Descendant of a Croatian family, on the father’s side, and Catalan, on the mother’s side, he is the eldest of three siblings of the third generation born in Chile. He grew up in a wealthy environment in southern Chile and landed in the capital to study law at the University of Chile, the most prestigious in the country. “I am privileged … I became left wing when I became aware that some of the privileges I had were sustained by others not having them”, recognized in an interview.
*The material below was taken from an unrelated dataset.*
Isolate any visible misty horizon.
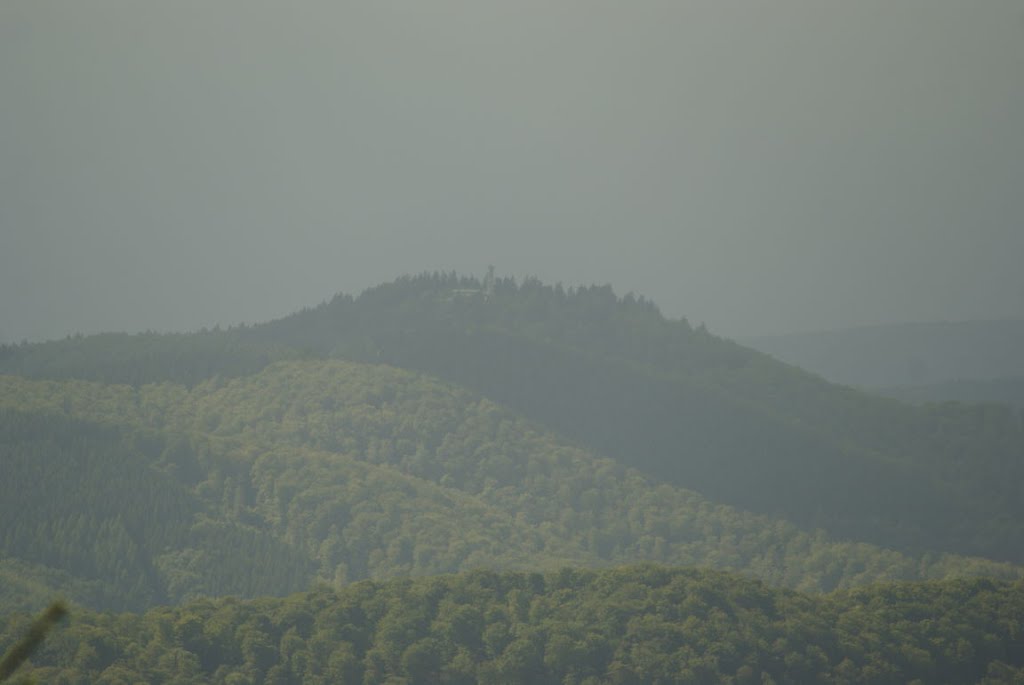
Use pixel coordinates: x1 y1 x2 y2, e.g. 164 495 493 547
0 0 1024 342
His path to institutional politics cannot be separated from his past as the leader of the Chilean student movement. Along with other names of this generation, such as Giorgio Jackson or Camila Vallejo, who today accompany him at the helm of the candidacy, he was part of a generation of young people willing to jeopardize an educational model inherited from the Pinochet dictatorship (1973-1990 ).
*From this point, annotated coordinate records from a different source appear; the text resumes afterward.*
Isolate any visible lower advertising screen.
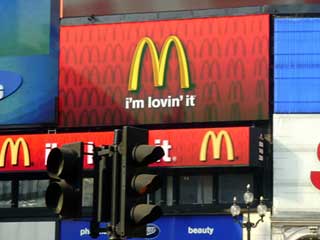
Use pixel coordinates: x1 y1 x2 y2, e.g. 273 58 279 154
60 216 242 240
0 222 56 240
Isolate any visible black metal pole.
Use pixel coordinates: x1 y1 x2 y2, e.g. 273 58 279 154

He burst onto the Chilean political scene in 2011, when he was elected president of the Federation of Students of the University of Chile (Fech) and, from there, he was one of the protagonists of the mobilizations that in 2011 demanded “a free, public education and quality”.

“The enemies are those who want to privatize public education and commercialize all aspects of our lives […] The articulation of a new movement is coming not only to change education, but to transform the entire country “, Boric said once proclaimed the winner.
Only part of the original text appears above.